What has changed due to COVID-19? The initial hurdle lowered…
The drug shortages and supply chain disruptions have created a unique situation for a region which is affected significantly by COVID-19. The government is trying their best to find a solution where medication is available to every corner of the region without affecting their reputation of being quality conscious. This situation has triggered a series of announcements from health authorities amending regulatory and legislative guidelines, which reward the capable companies an interesting business opportunity.
Here is a compilation of a few such changes:
GMP clearance – National Sanitary Surveillance Agency (ANVISA), the Brazilian Health Regulatory Agency typically takes 8 to 10 months to inspect any facility from the day of GMP clearance request and the approval is granted for 2 years from the date of clearance.
What has changed – due to travel restrictions in COVID times, ANVISA has shown the willingness to grant GMP clearance based on the facility’s existing approval if any, from a few select higher regulated health authorities.
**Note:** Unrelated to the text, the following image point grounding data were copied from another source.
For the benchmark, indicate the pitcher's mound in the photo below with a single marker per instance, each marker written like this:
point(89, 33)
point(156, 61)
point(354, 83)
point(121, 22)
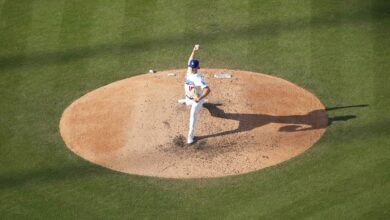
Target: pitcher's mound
point(249, 122)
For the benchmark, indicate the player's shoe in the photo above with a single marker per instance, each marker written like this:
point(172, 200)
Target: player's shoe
point(181, 101)
point(190, 140)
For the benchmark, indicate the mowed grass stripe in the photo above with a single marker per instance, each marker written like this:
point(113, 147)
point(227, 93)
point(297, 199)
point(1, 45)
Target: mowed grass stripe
point(106, 29)
point(264, 31)
point(137, 35)
point(16, 23)
point(295, 44)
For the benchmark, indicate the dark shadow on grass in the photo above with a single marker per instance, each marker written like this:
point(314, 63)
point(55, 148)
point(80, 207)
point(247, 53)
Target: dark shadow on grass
point(259, 29)
point(316, 119)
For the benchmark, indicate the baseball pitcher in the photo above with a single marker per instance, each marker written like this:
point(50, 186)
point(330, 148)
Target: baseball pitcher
point(195, 89)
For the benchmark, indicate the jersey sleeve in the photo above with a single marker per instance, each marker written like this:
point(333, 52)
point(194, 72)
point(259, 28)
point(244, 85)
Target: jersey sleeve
point(200, 82)
point(189, 70)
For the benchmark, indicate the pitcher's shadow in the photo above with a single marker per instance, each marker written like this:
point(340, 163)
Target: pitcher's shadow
point(316, 119)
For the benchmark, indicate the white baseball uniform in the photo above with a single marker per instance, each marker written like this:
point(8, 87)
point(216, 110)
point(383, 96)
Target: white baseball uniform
point(193, 81)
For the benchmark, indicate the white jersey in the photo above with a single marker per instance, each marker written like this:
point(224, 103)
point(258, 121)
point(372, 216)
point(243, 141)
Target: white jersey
point(193, 81)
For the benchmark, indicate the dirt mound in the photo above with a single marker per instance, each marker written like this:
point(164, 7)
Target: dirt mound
point(249, 122)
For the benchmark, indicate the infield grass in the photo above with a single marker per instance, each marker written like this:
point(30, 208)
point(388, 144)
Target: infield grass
point(54, 51)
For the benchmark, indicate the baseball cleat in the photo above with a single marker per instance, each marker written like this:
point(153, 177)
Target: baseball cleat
point(190, 140)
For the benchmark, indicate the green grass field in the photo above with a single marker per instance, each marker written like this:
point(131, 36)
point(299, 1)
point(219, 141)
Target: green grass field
point(54, 51)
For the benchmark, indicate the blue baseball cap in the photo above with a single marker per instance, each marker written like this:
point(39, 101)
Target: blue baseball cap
point(194, 64)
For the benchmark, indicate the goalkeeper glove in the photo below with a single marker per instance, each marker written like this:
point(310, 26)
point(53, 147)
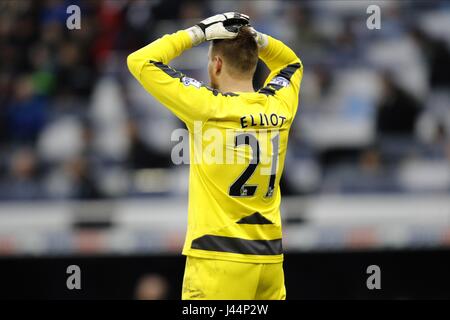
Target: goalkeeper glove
point(220, 26)
point(261, 39)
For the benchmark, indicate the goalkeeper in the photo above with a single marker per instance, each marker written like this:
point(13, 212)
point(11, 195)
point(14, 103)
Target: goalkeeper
point(234, 236)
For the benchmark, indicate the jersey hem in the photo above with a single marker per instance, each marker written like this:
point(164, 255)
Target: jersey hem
point(233, 257)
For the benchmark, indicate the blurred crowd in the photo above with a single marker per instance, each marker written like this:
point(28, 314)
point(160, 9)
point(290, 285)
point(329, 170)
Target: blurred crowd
point(374, 110)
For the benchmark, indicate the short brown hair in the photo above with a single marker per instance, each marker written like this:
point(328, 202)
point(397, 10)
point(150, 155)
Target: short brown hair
point(241, 53)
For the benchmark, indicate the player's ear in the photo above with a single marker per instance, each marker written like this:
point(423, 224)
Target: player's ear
point(218, 64)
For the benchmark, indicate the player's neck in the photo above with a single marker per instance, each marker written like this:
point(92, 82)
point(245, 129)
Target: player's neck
point(233, 85)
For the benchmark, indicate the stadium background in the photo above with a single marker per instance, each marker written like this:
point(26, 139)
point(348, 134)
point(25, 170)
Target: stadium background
point(86, 175)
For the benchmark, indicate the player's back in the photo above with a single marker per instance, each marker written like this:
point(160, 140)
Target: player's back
point(237, 158)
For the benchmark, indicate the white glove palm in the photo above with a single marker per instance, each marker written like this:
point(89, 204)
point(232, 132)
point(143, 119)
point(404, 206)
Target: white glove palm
point(220, 26)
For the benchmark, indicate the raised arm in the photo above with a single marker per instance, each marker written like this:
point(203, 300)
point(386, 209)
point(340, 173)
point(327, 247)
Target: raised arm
point(187, 98)
point(286, 69)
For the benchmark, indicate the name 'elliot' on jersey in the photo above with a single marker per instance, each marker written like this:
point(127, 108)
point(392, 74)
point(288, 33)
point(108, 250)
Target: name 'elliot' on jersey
point(234, 208)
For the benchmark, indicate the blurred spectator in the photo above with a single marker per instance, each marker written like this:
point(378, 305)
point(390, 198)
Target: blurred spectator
point(397, 111)
point(27, 112)
point(437, 56)
point(21, 181)
point(152, 287)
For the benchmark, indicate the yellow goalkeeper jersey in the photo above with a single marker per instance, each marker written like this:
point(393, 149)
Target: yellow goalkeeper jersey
point(237, 143)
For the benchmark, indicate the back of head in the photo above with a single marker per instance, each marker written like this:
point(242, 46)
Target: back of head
point(240, 54)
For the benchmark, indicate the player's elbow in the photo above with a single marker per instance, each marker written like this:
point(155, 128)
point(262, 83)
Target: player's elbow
point(133, 64)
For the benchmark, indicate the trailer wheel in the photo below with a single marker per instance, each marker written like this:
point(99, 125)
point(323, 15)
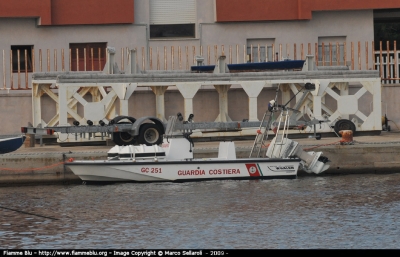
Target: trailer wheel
point(344, 125)
point(150, 134)
point(123, 138)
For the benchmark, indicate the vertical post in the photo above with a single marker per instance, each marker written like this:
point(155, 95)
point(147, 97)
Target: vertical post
point(165, 58)
point(179, 58)
point(337, 54)
point(77, 59)
point(110, 61)
point(352, 55)
point(294, 52)
point(122, 59)
point(48, 60)
point(230, 54)
point(55, 59)
point(33, 60)
point(237, 53)
point(40, 60)
point(158, 58)
point(395, 59)
point(99, 52)
point(366, 55)
point(187, 57)
point(302, 51)
point(215, 54)
point(359, 55)
point(287, 51)
point(244, 54)
point(26, 69)
point(70, 59)
point(150, 58)
point(208, 55)
point(373, 55)
point(133, 66)
point(172, 57)
point(251, 53)
point(91, 58)
point(194, 54)
point(143, 59)
point(388, 60)
point(273, 53)
point(4, 71)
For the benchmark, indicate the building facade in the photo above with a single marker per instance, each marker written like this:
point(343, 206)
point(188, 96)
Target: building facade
point(71, 35)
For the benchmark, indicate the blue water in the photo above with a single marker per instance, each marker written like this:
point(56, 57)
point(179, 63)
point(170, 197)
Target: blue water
point(350, 212)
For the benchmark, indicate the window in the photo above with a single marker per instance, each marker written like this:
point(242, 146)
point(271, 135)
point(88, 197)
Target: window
point(18, 53)
point(95, 56)
point(172, 18)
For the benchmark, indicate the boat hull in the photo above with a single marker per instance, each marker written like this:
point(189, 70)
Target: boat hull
point(181, 171)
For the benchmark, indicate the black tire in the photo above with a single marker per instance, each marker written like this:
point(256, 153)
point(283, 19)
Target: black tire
point(150, 134)
point(344, 125)
point(123, 138)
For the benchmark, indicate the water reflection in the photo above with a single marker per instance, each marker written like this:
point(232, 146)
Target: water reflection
point(310, 212)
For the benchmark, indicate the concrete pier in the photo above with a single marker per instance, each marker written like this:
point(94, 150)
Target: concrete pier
point(44, 165)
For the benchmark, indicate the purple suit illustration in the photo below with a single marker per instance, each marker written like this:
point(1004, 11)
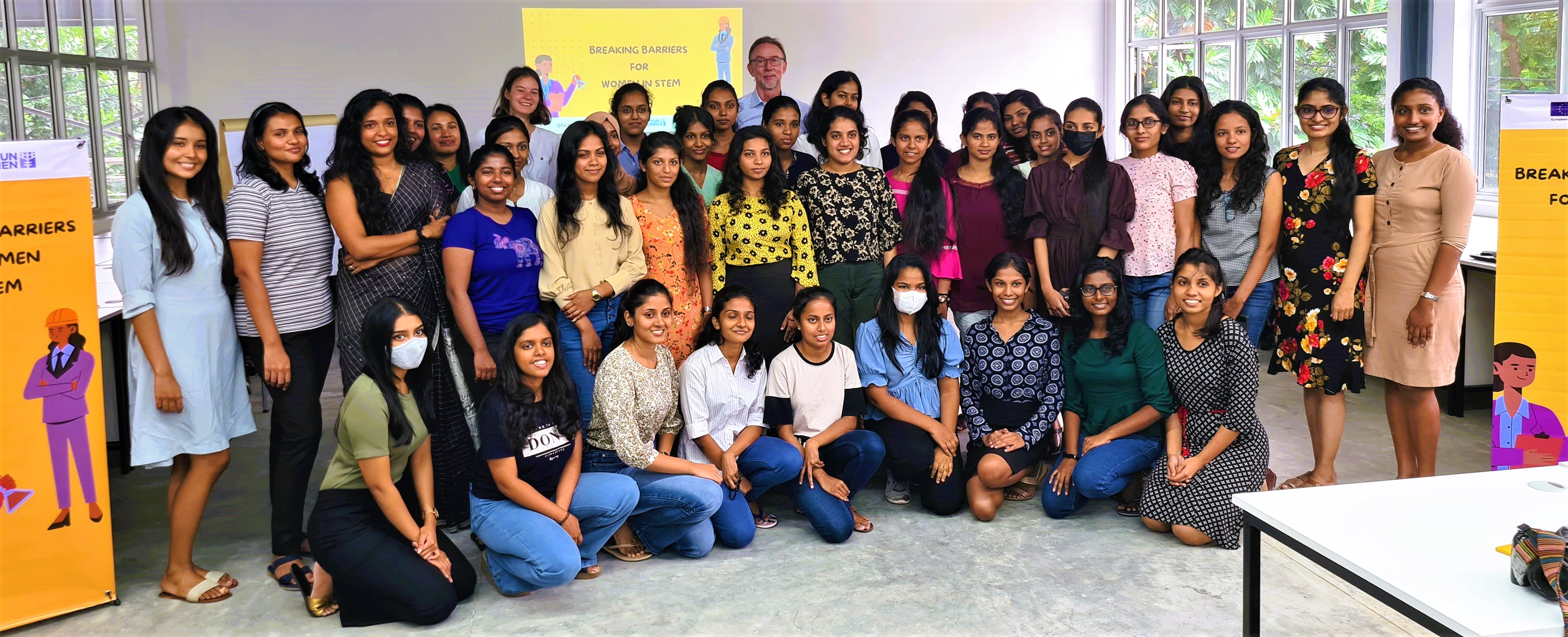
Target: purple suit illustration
point(62, 380)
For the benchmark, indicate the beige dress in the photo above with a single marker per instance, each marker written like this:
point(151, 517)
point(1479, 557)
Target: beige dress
point(1419, 206)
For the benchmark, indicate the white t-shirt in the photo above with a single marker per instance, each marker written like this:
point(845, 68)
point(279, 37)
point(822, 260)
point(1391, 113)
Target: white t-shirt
point(813, 396)
point(717, 401)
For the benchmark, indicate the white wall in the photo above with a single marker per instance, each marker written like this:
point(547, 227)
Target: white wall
point(226, 57)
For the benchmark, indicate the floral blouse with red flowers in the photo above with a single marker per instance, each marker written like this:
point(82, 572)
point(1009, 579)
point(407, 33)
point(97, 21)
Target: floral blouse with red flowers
point(1314, 252)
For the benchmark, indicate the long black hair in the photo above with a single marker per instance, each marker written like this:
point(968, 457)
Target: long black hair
point(1209, 266)
point(568, 198)
point(1249, 172)
point(1095, 216)
point(631, 302)
point(375, 339)
point(927, 325)
point(352, 161)
point(686, 198)
point(463, 134)
point(1448, 131)
point(1341, 146)
point(926, 209)
point(255, 161)
point(1020, 145)
point(1009, 183)
point(774, 192)
point(821, 115)
point(1120, 321)
point(711, 335)
point(205, 190)
point(526, 415)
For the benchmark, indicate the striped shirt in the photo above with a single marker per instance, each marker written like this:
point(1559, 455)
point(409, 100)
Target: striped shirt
point(297, 253)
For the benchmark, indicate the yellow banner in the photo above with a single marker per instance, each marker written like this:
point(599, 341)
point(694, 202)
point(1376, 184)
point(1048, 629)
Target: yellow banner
point(57, 553)
point(584, 56)
point(1531, 352)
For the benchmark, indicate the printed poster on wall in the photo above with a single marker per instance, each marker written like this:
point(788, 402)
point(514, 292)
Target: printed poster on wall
point(57, 553)
point(1530, 361)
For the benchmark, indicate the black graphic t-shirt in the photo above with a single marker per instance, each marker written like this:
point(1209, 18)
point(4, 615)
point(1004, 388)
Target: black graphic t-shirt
point(540, 463)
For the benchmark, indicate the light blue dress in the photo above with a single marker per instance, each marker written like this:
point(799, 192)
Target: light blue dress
point(905, 382)
point(197, 321)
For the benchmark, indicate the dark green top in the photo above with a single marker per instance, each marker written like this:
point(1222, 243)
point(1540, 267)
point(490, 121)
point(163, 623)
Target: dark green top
point(1104, 390)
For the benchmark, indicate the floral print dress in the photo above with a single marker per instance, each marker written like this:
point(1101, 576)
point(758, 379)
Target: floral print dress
point(1314, 250)
point(664, 249)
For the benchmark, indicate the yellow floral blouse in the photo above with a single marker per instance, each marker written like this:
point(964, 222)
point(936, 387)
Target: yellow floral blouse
point(753, 236)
If not, ANVISA has prepared guidelines for conducting inspection via remote access, though the timelines have been reduced to around 3 to 5 months.
Product registration timelines – Brazil is known for stringent and unique requirements for registration of generic pharmaceutical products. From requiring a BE study against local innovator product to Pharmaceutical Equivalence study conducted in ANVISA approved Analytical CRO in Brazil and plenty of analytical studies unique to that of Brazil.
What has changed – for a product which has an established COVID-19 application or allied application then, in order to get an adequate supply of such products, ANVISA has proposed fast track guidelines through which one can achieve product approvals and launch the product in Brazil withing 2 to 3 months. This is a huge opportunity, though applicable for a handful of products, as usually, a product approval takes around 18 months post-filing.
Exchange rate – Submission of a product in Brazil has significant local expenses in terms of GMP fees, PE studies, RLD costs etc. There is no possibility of getting a waiver to any of these as they are essential to maintain the quality standards expected by ANVISA
What has changed – COVID-19 has an economic impact almost everywhere in the world, including almost a 35 per cent correction in BRL against the USD.
As mentioned earlier as well, Brazil remains a challenging market and all the regular requirements shall be in force as and when the world gets normal. But for now, there is wild card access available for those companies that have a long-term vision to establish a solid footing in this high growth, high potential territory. As I have extensive exposure to Brazil, I could specifically point out the opportunity and present it. Similarly, there are a lot of changes ongoing in the conventional practices followed in a lot of countries. Such events may present an opportunity for the Indian industry to extend the reach to less explored territories driving the next phase value creation.
India has a history of providing solutions when the world faces grueling challenges, especially to those who are vulnerable. The industry carries the legacy of stalwarts like Mr Y K Hamied who once surprised the world with affordable HIV medicines and changed the way the world treated this dreaded disease. Maybe, it is another day of reckoning and moment to step forward.